L'Afrique de l'Ouest totalise environ 25 000 cas, dont 2 000 en Côte d'Ivoire, 6 000 au Ghana, 6 000 au Nigeria et 2 500 au Sénégal. Cette région est toujours en pleine phase d'augmentation.

En Afrique australe, on dénombre 17 000 cas, dont 16 000 en Afrique du Sud.

L'Afrique de l'Est représente quelque 9 000 cas, dont 1 600 à Djibouti, 900 au Kenya, 1 500 en Somalie - ce pays inspire de vives inquiétudes - et 2 500 au Soudan.

En Afrique centrale, on a enregistré environ 8 000 cas.

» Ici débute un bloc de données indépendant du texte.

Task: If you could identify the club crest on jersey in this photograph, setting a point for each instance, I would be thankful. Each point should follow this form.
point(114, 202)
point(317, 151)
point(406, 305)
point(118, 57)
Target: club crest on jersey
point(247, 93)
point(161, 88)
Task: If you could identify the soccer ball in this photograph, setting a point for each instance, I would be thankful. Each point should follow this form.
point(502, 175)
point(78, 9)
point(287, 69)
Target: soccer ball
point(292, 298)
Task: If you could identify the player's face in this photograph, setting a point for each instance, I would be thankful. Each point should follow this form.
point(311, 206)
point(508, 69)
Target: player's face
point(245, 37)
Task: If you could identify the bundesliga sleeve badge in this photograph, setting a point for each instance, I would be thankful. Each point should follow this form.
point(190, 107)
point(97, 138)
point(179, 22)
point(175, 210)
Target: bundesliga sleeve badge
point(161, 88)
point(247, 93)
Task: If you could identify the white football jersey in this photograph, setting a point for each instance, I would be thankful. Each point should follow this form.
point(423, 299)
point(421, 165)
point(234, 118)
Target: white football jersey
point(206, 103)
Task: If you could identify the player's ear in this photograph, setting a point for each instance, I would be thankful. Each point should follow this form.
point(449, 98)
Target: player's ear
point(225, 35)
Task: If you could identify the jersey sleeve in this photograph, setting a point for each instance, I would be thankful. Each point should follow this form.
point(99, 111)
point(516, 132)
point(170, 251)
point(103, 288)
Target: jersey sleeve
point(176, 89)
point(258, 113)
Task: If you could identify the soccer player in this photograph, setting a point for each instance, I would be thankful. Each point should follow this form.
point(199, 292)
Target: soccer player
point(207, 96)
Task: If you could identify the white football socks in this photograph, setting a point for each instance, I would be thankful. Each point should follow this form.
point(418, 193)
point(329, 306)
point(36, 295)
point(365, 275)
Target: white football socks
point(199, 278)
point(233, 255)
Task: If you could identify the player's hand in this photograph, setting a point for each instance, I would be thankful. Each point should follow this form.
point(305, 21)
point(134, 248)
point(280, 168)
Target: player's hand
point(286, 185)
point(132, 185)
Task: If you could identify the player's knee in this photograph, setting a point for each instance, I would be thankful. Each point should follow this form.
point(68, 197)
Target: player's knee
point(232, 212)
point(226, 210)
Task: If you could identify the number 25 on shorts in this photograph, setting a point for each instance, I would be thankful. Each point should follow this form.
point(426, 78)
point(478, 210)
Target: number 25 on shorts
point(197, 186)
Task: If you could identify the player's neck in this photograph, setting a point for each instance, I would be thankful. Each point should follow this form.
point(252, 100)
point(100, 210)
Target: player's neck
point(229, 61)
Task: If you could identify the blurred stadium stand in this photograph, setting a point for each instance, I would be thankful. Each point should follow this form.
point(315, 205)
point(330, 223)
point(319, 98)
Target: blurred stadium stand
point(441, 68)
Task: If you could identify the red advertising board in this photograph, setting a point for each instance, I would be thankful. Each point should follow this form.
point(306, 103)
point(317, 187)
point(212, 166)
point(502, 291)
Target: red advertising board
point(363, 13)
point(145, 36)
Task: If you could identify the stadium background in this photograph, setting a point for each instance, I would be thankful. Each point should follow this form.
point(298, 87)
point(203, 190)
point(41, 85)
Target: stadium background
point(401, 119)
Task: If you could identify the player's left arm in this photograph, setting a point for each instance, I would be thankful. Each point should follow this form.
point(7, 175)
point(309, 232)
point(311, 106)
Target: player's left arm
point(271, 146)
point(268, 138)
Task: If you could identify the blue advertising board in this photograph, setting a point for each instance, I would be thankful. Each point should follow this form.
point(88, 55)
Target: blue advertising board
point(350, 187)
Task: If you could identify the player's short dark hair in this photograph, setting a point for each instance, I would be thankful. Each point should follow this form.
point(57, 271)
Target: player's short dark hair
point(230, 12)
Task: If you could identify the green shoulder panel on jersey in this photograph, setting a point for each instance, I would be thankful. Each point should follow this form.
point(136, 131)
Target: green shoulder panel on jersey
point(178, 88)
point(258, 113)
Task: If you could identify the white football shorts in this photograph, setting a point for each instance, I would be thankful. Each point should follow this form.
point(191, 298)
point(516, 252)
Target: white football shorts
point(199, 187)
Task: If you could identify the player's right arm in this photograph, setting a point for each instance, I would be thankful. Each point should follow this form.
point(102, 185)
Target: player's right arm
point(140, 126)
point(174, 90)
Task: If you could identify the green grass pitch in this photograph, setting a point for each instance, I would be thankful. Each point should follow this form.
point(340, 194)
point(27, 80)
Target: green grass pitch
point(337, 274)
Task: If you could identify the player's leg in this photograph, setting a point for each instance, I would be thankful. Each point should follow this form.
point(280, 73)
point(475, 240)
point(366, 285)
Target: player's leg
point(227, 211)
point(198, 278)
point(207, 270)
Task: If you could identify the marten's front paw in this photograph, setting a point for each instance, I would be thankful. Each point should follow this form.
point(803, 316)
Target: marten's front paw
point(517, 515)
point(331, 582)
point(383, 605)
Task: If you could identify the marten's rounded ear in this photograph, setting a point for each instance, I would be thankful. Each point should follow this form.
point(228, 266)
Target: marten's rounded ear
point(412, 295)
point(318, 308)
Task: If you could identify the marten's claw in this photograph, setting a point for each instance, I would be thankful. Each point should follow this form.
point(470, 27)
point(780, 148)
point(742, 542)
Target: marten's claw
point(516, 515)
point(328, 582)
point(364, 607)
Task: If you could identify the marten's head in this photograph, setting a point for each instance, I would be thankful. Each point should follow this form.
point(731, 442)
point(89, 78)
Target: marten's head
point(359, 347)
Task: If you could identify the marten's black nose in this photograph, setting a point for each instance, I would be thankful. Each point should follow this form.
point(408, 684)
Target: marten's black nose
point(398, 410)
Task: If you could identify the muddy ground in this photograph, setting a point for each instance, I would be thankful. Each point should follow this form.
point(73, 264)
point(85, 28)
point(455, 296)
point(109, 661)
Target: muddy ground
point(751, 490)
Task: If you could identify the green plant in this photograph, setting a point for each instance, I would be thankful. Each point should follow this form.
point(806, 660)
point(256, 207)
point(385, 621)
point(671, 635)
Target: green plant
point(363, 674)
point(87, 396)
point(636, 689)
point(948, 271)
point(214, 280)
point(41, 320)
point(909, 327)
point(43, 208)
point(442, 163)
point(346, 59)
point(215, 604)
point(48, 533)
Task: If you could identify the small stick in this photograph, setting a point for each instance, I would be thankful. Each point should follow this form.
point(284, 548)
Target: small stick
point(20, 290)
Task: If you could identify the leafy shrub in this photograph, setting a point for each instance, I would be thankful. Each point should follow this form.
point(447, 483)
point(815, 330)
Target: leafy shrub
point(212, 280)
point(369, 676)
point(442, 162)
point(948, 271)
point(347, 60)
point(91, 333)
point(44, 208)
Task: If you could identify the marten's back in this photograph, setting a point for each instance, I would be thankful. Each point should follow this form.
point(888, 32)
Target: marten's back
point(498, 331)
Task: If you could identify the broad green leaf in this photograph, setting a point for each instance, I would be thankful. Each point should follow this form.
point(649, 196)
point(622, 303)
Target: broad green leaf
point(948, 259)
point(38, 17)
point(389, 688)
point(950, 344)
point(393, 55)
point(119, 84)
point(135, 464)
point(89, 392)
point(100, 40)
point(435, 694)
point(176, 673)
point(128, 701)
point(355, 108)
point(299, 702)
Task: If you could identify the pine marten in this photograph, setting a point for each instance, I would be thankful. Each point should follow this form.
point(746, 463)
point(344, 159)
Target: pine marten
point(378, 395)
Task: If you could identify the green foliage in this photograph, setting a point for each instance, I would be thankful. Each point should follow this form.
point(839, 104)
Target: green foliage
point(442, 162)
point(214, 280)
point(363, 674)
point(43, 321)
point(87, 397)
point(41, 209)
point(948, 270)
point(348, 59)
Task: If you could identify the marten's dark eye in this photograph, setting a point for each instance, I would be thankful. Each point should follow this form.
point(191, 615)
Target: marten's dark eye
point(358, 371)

Le Cameroun arrive en tête, avec 3 500 cas, suivi de la République démocratique du Congo (RDC) - 1 600 cas - et du Gabon - 1 400 cas.

Quelle est notre stratégie ? Le 14 février dernier, le continent a constaté son premier cas, en Égypte. Le 22 février suivant, la commission de l'Union africaine, par l'intermédiaire du CDC Afrique, a convoqué une réunion d'urgence de tous les ministres de la santé du continent. Ces derniers ont élaboré une stratégie continentale fondée sur la coopération, la nécessité de collaborer et la nécessité de coordonner nos efforts.

Grâce à cette stratégie, nous avons rapidement pu établir des diagnostics en laboratoire : à l'origine, seuls deux pays avaient cette capacité ; dès le mois de mars, le nombre était porté à quarante-trois.

À ce jour, nous avons formé environ 4 000 cliniciens à la gestion du Covid-19. En outre, trente-neuf pays ont bénéficié de formations quant aux mesures de prévention et de contrôle des infections. Environ trente États appliquent, à cet égard, des mesures renforcées. Nous avons également déployé plus de 600 intervenants dans plusieurs pays d'Afrique.

Aujourd'hui, nous voulons nous focaliser sur un certain nombre d'actions pour lutter efficacement contre le Covid-19 en Afrique. Nous n'avons testé que 1,3 million de personnes, alors qu'il faudrait atteindre 1 % de la population du continent, soit dix fois plus d'individus. Aussi, nous avons lancé une initiative baptisée « partenariat pour accélérer les tests de Covid-19 en Afrique », qui repose sur trois principes : augmenter rapidement notre volume de tests, tracer les personnes infectées et les traiter au plus vite.

De surcroît, nous avons fixé trois grands objectifs : atteindre 15 millions de tests d'ici deux à trois mois ; déployer 1 million de travailleurs communautaires en appui dans les foyers de contagion ; et mettre en place une plateforme commune pour l'achat de produits permettant de lutter contre le Covid-19.

Nous devons agir rapidement et collectivement face à cette pandémie : nous avons encore une fenêtre pour combattre le virus.

Enfin, le Covid-19 est également une menace économique terrible pour le continent. D'après les spécialistes, la reprise économique en Afrique exigera 100 à 150 milliards de dollars.